No es esta la primera vez que un roedor sirve de fábula sobre la condición humana; lo mismo ocurre en el cuento clásico "El flautista de Hamelín" y en la novela "La Ratesa", del alemán Günter Grass

Por: José David Guevara Muñoz 17 junio, 2016
Imposible olvidar mi primer y último encuentro con Rita.
Imposible olvidar mi primer y último encuentro con Rita.

Imposible no recordar a Rita, la rata, en una semana marcada por los prejuicios, la violencia y la intolerancia. Sí, me refiero a la masacre del domingo 12 de junio en la discoteca Pulse, en Orlando, Florida.

A Rita la conocí hace algunos años en un bar capitalino al que fui en compañía de un grupo de compañeros de trabajo con la idea de pasarla bien con un colega panameño —Julio César Aizprúa— que estaba de visita en El Financiero.

No teníamos ni media hora de estar en ese local, una vieja casa de madera que luego fue reemplazada por una edificación de concreto, cuando descubrimos que una enorme rata de color pardo brillante caminaba "como Pedro por su casa" por entre las mesas ocupadas por la clientela. De cuando en cuando el roedor salía y entraba del bar sin que nadie lo molestara.

Asombrados y preocupados por lo que ocurría, llamamos a la salonera que nos atendía y le contamos lo que ocurría. Esperábamos que ella reaccionara y tomara cartas en el asunto; sin embargo, con la mayor calma nos dijo: "Ah sí, se trata de Rita, la mascota de este bar. Es mansa y aquí la queremos mucho y cuidamos".

En los días siguientes intenté denunciar ese hecho ante el Ministerio de Salud, pero --como suele sucedernos a los ciudadanos cuando osamos importunar a papá Estado-- me enviaron de una ventanilla a otra, una oficina a otra, un funcionario a otro y una dependencia a otra, hasta que me di por vencido y archivé mi intención.

¿Y qué tiene que ver Rita con una semana marcada por los prejuicios, la violencia y la intolerancia? En que al igual que ocurría con esa rata en aquel bar josefino los seres humanos corremos siempre el riesgo de acostumbrarnos a lo que no está bien; es decir, ver como algo normal, parte del paisaje cotidiano, a los roedores del respeto, la sana convivencia, la tolerancia.
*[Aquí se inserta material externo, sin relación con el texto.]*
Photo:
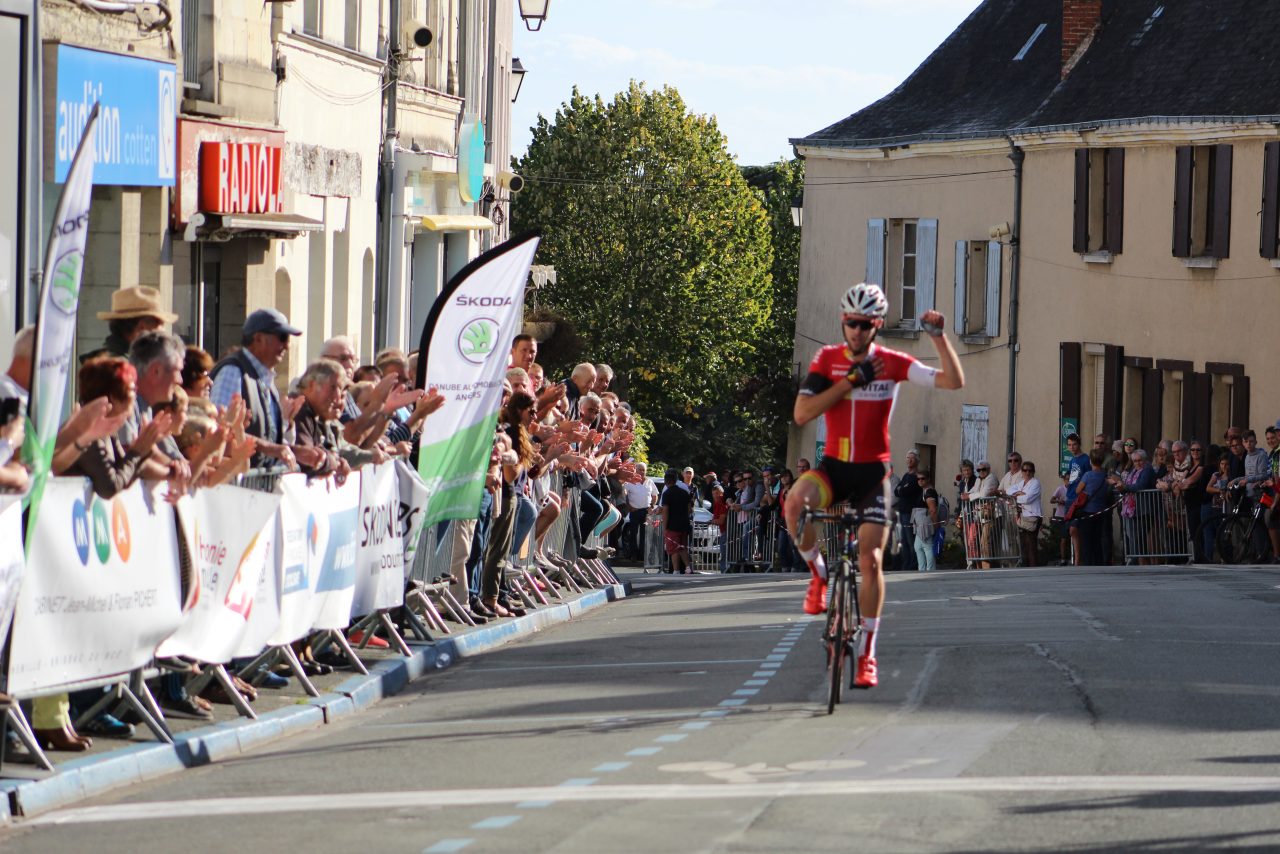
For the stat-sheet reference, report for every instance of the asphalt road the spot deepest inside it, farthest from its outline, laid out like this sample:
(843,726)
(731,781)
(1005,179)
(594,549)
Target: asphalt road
(1024,709)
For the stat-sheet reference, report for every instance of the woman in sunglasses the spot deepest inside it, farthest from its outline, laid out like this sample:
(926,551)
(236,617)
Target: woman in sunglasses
(854,384)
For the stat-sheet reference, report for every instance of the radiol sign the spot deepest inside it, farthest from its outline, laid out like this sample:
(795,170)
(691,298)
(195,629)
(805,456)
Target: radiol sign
(137,118)
(240,178)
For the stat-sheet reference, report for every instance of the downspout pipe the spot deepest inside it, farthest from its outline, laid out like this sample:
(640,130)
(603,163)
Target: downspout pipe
(1015,268)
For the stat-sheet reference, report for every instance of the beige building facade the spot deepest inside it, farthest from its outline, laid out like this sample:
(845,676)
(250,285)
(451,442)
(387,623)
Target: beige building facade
(1142,250)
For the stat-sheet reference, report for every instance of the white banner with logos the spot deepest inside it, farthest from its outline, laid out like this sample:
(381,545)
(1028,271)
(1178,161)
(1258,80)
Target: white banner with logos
(12,560)
(380,558)
(227,537)
(104,592)
(316,551)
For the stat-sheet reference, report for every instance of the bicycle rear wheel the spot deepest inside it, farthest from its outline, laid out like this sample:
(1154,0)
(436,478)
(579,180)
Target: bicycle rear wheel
(837,625)
(1234,540)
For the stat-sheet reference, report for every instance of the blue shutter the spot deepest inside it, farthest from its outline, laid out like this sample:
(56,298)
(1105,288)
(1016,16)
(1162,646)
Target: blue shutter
(876,251)
(993,249)
(926,264)
(958,323)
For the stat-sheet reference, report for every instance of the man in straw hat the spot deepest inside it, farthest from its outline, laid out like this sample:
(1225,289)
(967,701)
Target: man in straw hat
(135,311)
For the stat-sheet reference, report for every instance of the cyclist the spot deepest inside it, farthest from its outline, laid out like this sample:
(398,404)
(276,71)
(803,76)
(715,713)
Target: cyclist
(854,384)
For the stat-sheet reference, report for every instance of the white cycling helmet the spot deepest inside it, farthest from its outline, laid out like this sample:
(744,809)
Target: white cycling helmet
(864,298)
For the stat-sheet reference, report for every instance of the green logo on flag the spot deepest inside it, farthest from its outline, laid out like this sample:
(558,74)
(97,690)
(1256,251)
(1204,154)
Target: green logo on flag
(65,284)
(476,341)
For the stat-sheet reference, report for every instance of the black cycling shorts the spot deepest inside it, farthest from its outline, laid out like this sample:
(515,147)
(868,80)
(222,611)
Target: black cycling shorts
(864,485)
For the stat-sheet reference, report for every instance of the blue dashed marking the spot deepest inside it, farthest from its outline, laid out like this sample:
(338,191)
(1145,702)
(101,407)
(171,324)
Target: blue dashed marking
(497,822)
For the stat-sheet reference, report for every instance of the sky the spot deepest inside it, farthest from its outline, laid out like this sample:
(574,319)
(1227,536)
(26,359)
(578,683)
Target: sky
(768,71)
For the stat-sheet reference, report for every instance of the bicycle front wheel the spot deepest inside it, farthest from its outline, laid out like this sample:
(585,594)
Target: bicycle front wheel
(1234,540)
(837,625)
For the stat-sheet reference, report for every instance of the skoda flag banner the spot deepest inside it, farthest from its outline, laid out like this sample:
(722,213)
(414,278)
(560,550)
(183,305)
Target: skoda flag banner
(467,341)
(55,324)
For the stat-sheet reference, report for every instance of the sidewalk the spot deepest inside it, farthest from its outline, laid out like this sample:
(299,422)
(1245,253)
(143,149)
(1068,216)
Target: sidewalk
(113,763)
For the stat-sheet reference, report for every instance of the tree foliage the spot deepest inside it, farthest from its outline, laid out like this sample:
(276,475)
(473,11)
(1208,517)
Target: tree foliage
(662,252)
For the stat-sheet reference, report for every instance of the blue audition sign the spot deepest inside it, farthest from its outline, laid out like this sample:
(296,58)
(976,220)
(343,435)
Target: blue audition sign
(136,127)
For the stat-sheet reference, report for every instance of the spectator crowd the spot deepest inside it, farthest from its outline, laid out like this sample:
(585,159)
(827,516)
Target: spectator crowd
(149,407)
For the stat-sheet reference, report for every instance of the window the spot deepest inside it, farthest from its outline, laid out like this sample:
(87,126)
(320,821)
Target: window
(901,256)
(1270,243)
(1098,214)
(312,10)
(978,275)
(1202,201)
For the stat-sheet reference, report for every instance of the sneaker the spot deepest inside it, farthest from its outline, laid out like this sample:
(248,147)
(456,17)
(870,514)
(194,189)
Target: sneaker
(816,598)
(865,674)
(184,707)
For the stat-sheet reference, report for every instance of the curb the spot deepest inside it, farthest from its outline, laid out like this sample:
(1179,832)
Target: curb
(81,779)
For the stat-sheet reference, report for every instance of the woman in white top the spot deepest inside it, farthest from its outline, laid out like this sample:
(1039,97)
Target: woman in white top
(1031,514)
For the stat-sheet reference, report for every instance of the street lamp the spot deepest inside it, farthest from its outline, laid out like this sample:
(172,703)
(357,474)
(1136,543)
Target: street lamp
(517,77)
(534,12)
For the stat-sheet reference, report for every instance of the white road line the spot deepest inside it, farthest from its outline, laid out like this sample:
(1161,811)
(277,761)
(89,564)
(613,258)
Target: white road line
(400,799)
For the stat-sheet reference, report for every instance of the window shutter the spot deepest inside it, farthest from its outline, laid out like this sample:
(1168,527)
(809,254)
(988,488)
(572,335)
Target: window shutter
(958,320)
(1267,245)
(993,287)
(1223,201)
(1115,201)
(926,264)
(1239,401)
(876,251)
(1152,407)
(1080,219)
(1183,201)
(1069,379)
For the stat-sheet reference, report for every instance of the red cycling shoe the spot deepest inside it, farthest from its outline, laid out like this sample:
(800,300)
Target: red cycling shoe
(865,674)
(816,598)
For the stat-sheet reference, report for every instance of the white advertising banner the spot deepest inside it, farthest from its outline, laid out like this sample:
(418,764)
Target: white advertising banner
(225,530)
(104,590)
(12,560)
(316,551)
(412,496)
(380,558)
(466,341)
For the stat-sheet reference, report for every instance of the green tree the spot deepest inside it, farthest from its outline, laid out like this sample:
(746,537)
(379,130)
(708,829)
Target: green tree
(662,255)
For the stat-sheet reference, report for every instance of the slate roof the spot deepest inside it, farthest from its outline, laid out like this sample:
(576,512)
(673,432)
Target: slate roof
(1192,58)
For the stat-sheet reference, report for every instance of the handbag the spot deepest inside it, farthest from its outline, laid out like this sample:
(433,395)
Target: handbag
(1082,498)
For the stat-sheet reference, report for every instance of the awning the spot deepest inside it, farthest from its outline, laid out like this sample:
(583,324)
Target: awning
(224,227)
(456,223)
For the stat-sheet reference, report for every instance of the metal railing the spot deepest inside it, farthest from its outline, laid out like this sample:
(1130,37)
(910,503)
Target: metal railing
(1155,524)
(990,530)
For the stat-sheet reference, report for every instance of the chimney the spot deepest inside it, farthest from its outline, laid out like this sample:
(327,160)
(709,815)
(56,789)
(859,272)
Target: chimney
(1080,19)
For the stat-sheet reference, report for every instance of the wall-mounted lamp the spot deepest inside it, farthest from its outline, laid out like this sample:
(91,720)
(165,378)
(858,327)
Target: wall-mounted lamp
(534,12)
(517,77)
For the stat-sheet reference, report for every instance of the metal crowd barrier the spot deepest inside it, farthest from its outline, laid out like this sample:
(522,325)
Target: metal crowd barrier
(1155,524)
(990,530)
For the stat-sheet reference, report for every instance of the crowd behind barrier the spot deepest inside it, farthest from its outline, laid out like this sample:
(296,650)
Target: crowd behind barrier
(251,535)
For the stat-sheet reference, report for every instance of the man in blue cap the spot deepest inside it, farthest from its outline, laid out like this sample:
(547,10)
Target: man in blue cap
(250,371)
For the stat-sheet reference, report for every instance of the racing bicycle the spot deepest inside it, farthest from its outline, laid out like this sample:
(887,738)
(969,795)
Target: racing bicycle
(844,619)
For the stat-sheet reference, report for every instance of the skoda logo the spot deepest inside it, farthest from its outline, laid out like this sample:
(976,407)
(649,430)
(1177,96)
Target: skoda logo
(476,339)
(64,290)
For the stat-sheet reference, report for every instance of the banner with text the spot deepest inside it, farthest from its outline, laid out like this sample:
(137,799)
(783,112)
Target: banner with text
(466,339)
(225,530)
(380,560)
(104,592)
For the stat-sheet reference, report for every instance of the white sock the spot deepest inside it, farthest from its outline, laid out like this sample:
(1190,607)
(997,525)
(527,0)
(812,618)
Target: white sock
(867,638)
(813,557)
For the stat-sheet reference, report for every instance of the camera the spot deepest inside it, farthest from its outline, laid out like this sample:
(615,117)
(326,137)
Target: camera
(10,409)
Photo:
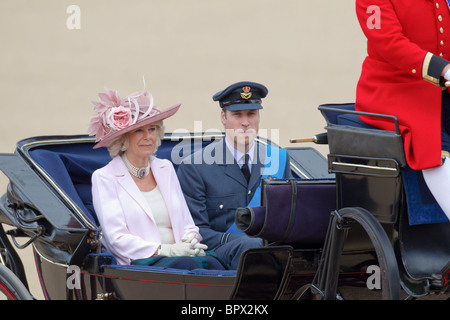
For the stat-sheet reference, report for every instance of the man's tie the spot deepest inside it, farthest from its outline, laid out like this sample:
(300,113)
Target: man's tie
(245,169)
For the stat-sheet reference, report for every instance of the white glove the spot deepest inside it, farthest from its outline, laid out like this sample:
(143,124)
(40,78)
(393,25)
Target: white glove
(177,249)
(191,238)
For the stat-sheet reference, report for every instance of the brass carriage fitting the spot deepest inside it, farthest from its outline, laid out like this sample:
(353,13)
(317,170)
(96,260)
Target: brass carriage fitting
(106,296)
(320,138)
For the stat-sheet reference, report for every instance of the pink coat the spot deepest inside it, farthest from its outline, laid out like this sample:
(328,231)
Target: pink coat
(128,226)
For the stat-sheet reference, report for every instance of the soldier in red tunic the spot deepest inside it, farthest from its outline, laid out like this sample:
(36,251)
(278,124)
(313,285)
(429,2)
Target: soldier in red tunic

Rita nos recuerda, además, que no solo podemos encariñarnos y cuidar de esos roedores, sino también cruzarnos de brazos y no hacer absolutamente nada para atacar esas plagas que recorren a diario las alcantarillas de los prejuicios y la violencia.

No es esta la primera vez que un roedor sirve de fábula de la condición humana. Lo mismo ocurre, solo para mencionar dos ejemplos, en el cuento clásico "El flautista de Hamelín" y en la novela "La Ratesa", del alemán Günter Grass (1927-2015).

Imposible no recordar a Rita y no leer ambos textos en una semana marcada por los prejuicios, la violencia y la intolerancia. Repito: me refiero a la masacre del domingo 12 de junio en la discoteca Pulse, en Orlando, Florida.